Mark Andermann, PhD, Receives 2019 NIH Director's Pioneer Award

BOSTON – Beth Israel Deaconess Medical Center (BIDMC) neuroscientist Mark Andermann, PhD, has received a 2019 NIH Director's Pioneer Award. Intended to accelerate the pace of biomedical, behavioral, and social science discoveries, the NIH Director's Pioneer Award challenges investigators at all career levels to pursue new research directions and develop groundbreaking, high-impact approaches to a broad area of biomedical, behavioral or social science.

A primary investigator in the Division of Endocrinology, Diabetes and Metabolism at BIDMC and Assistant Professor of Medicine at Harvard Medical School, Andermann studies the neurobiology of sensory perception. Andermann and his team monitor changes in activity in the same neurons across hours, days, and weeks in behaving mice. While his work previously focused on perception of external stimuli in the environment and their dependence on motivational state, the Pioneer Award will help Andermann expand his lab's focus.
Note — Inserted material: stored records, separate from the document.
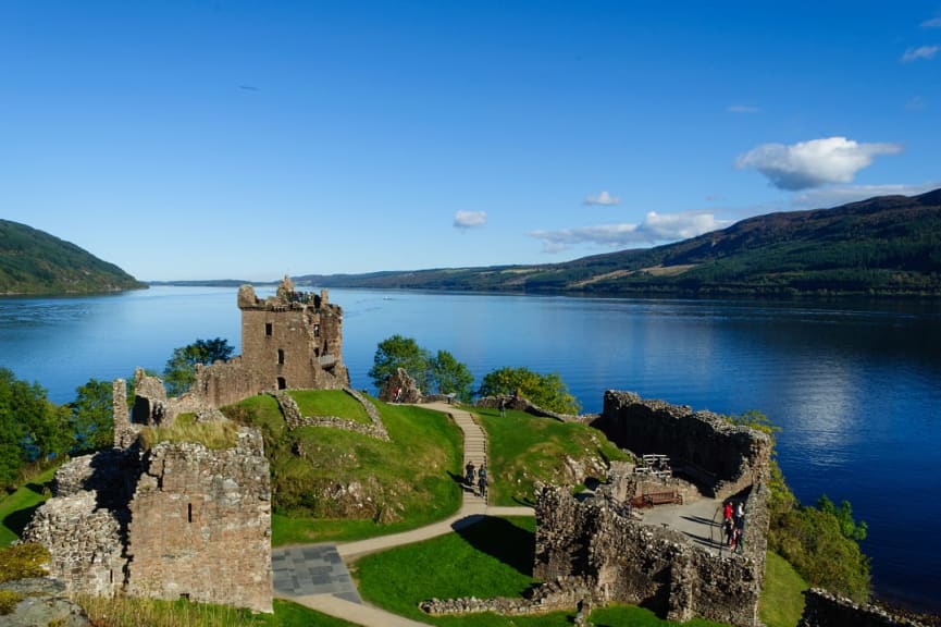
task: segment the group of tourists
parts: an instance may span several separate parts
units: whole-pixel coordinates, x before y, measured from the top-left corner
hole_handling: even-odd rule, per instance
[[[722,531],[726,544],[732,551],[741,551],[745,532],[745,504],[742,501],[726,501],[722,506]]]
[[[481,496],[486,499],[487,495],[487,467],[485,464],[481,464],[481,467],[476,471],[476,480],[478,480],[478,491],[474,491],[474,465],[473,462],[468,462],[467,466],[465,466],[465,483],[468,488],[470,488],[471,492],[474,494],[480,493]]]

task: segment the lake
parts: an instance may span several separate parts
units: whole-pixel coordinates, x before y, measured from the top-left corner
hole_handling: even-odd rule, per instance
[[[264,295],[264,288],[258,290]],[[376,345],[399,333],[449,351],[476,378],[558,372],[582,403],[605,390],[721,414],[758,409],[783,431],[797,497],[851,501],[869,525],[877,592],[941,612],[941,304],[609,299],[331,290],[344,360],[370,389]],[[161,371],[173,348],[223,337],[239,351],[235,288],[152,287],[0,298],[0,366],[57,403],[89,378]]]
"At any given moment, our brains must choose to pay attention to the world around us, or to the world inside us," says Andermann. "So when a doctor asks us how we're feeling, we naturally direct our attention to our bodies and become aware of any salient signals – a process called interoceptive awareness. Yet, despite the broad relevance of interoceptive awareness to both medicine and psychiatry, we know shockingly little about the conditions that regulate our awareness of different body signals, and we know even less about the precise brain circuits that underlie this awareness."
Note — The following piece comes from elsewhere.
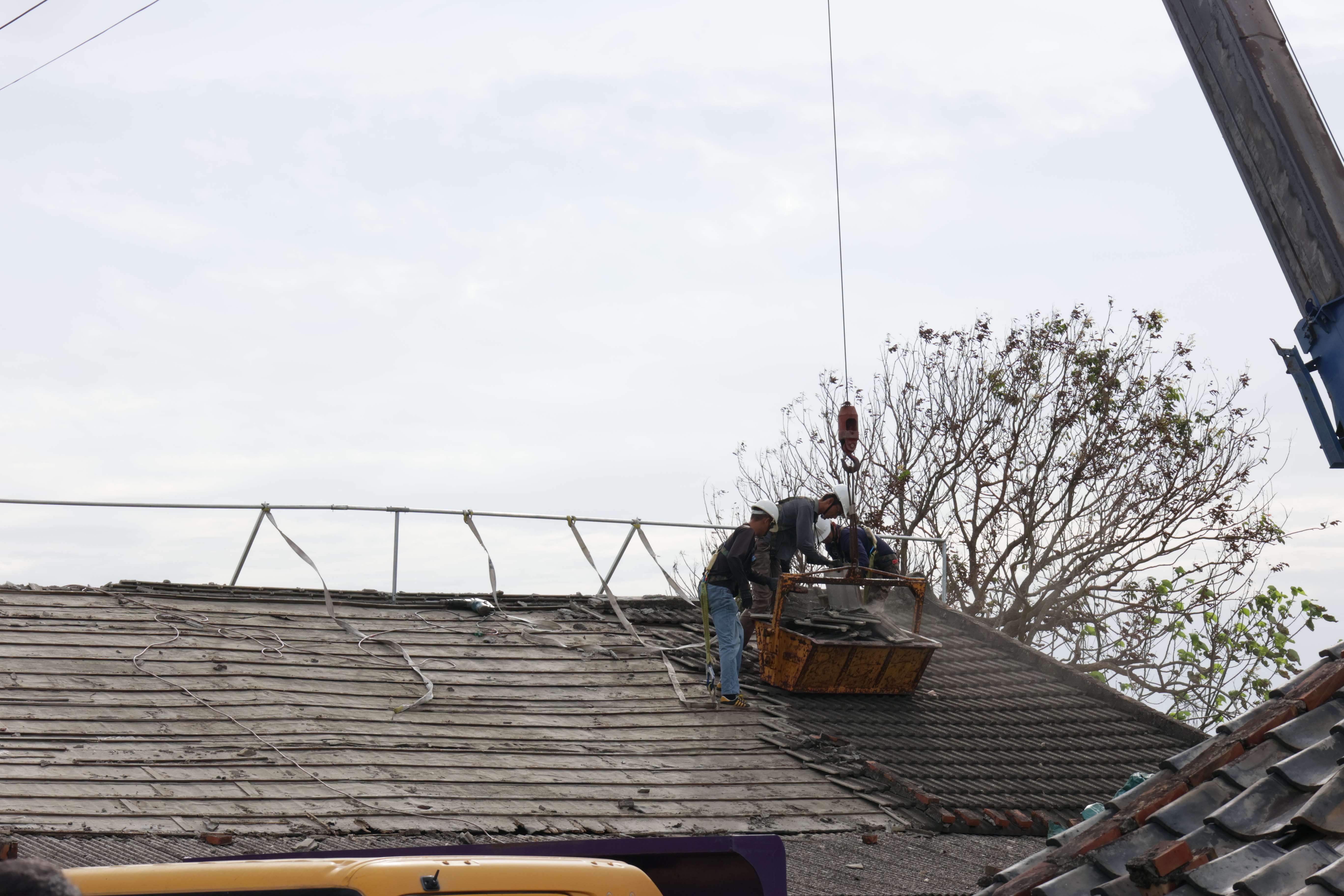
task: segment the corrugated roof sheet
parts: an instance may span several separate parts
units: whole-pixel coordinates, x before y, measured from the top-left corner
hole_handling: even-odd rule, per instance
[[[1337,645],[984,896],[1344,896]]]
"Dr. Andermann is an extraordinarily talented young neuroscientist who has used cutting edge 2-photon microscopy to allow us to visualize the activity of large numbers of neurons in the cerebral cortex in real time as an animal is experiencing the world and making decisions," said Clifford B. Saper, MD, PhD, Chair of the Department of Neurology at BIDMC. "This work will be extremely important in our understanding the brain circuits that are important in driving behavior."
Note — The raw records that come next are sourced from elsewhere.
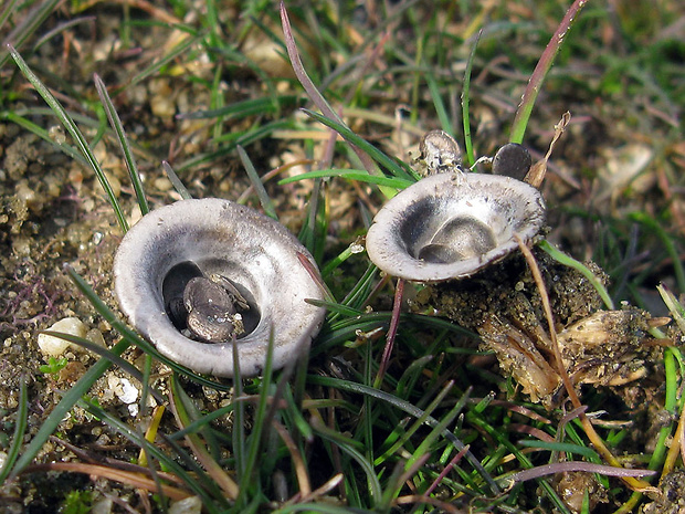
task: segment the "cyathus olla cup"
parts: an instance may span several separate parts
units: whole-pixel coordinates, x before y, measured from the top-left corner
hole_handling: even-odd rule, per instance
[[[414,282],[471,276],[544,227],[545,201],[502,175],[442,172],[401,191],[378,212],[367,252],[386,273]]]
[[[303,263],[308,261],[307,266]],[[170,359],[219,377],[302,357],[324,321],[312,275],[318,269],[287,229],[222,199],[156,209],[124,237],[114,263],[116,295],[136,329]]]

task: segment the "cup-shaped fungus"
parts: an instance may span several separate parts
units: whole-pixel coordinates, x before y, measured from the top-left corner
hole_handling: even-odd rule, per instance
[[[533,239],[545,201],[510,177],[472,172],[429,176],[376,214],[367,252],[382,271],[415,282],[471,276]]]
[[[305,268],[301,259],[309,262]],[[114,263],[116,295],[136,329],[197,373],[259,375],[303,356],[324,319],[309,252],[276,221],[229,200],[182,200],[146,214]]]

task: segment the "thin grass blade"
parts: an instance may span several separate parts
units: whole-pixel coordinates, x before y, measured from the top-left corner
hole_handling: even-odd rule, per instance
[[[91,168],[93,168],[93,171],[95,171],[95,175],[97,179],[99,180],[101,186],[105,190],[105,193],[107,195],[109,203],[112,204],[112,208],[114,209],[114,212],[116,214],[117,221],[119,222],[119,227],[122,227],[122,230],[124,232],[128,231],[128,222],[126,221],[126,218],[124,217],[124,212],[122,212],[122,208],[119,207],[119,202],[117,201],[116,196],[114,195],[114,190],[112,189],[112,186],[109,185],[109,181],[107,180],[107,177],[105,176],[105,172],[99,167],[99,162],[97,161],[97,159],[95,158],[95,155],[91,150],[91,147],[85,140],[85,137],[83,137],[83,134],[81,134],[81,130],[78,129],[74,120],[67,114],[64,107],[62,107],[62,104],[57,102],[57,99],[52,95],[52,93],[50,93],[50,90],[48,90],[48,87],[41,82],[41,80],[31,71],[31,69],[27,65],[27,63],[21,57],[21,55],[19,55],[17,50],[14,50],[10,45],[8,45],[8,49],[10,51],[10,54],[12,55],[12,59],[14,60],[14,62],[17,63],[17,65],[19,66],[23,75],[33,85],[33,87],[35,87],[35,91],[38,91],[38,93],[43,97],[45,103],[55,113],[55,116],[57,116],[60,122],[62,122],[62,124],[64,125],[64,128],[66,128],[66,130],[74,138],[76,146],[78,147],[78,149],[81,150],[85,159],[87,160]]]

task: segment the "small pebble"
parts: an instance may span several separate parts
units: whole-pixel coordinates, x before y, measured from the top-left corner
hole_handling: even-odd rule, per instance
[[[88,329],[85,324],[77,317],[65,317],[52,325],[49,331],[62,332],[73,336],[85,337]],[[72,345],[68,340],[60,337],[49,336],[48,334],[39,334],[38,346],[43,354],[49,357],[60,357]]]

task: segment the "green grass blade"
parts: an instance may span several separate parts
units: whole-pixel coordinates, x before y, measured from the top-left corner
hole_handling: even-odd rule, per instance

The Pioneer Award is one of four awards introduced by the NIH's High-Risk, High-Reward Research program, which funds highly innovative and unusually impactful biomedical or behavioral research proposed by extraordinarily creative scientists. In addition to the Pioneer awards, the High-Risk, High-Reward Research program includes the New Innovator awards for outstanding young investigators which Andermann received in 2014; the Transformative Research awards for interdisciplinary projects; and, the Early Independence awards for exceptional junior scientists. In total, NIH awarded 93 grants for 2019 that will total approximately $267 million over five years, pending available funds in future years.

"Each year, I look forward to seeing the creative approaches these researchers take to solve tough problems in biomedical and behavioral research," said NIH Director Francis S. Collins, M.D., Ph.D. "I am confident the 2019 cohort of awardees has the potential to advance our mission of enhancing health through their groundbreaking studies."